しかも古典の授業だ。これはもう寝るしかない。そう自分に言い聞かせて寝る体制に入った。

「ちょっと、火神くん」

すると後ろからシャーペンの先でつつかれる。痛い痛い、何気に痛いからヤメロそれ。

「始まってまだ5分も経ってませんよ。何寝る気十分になってるんですか」

「いやホラ…古典だし」

「意味が分かりません。

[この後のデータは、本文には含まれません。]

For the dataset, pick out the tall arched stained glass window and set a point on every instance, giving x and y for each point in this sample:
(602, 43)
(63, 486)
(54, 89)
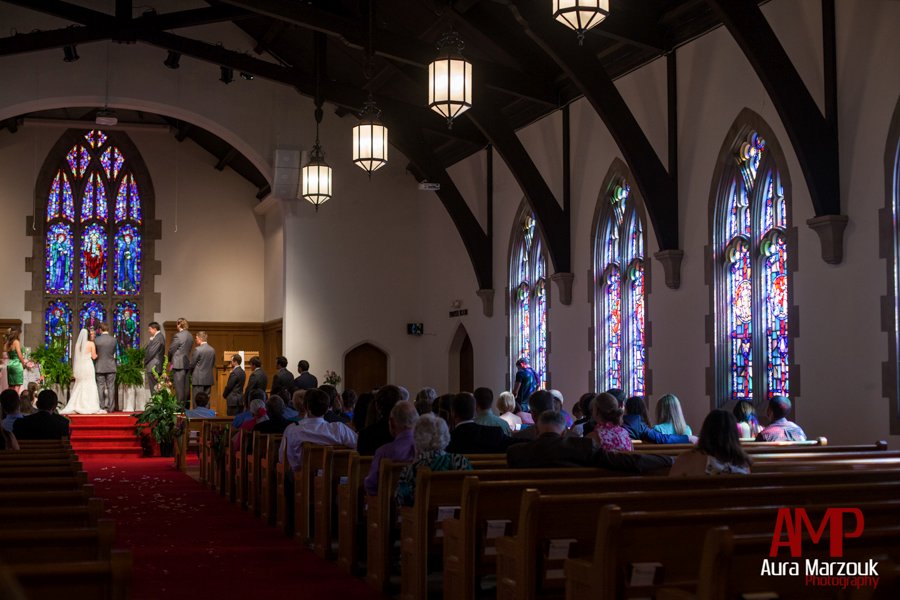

というか古典以外でも寝てるじゃないですか」

火神くんの成績が悪かったら僕がカントクにどやされるんですからね、と言う黒子。オレだって起きときたいとは思う。だが眠いものは眠いんだ。そして古典だからなお悪いんだ。

「そんなに言うならこの眠気をどうにかしてくれってんだよ」

「コラー火神後ろ向くなー」

あっ、何でオレだけ。
仕方なく前に向き直って、ノートをとってるふりをする。実際は右端にバスケットボールに目と口を描いて「だアホー」と言わせている。メガネを書き足して、おお、これはなかなか傑作だ。なかなかキャプテンに近いだろコレ。あとで黒子に見せてやろ。あー、また眠気来た。もうダメだなこれは。キャプテン似のバスケットボールを描いてもう眠くなってきたやっぱ寝よ。

すると後ろからまた、つん、という感覚。悪いけど今めちゃくちゃ眠いんだよ。オレはこの古典の時間寝ると決めたんだ黒子。起こしてくれるな。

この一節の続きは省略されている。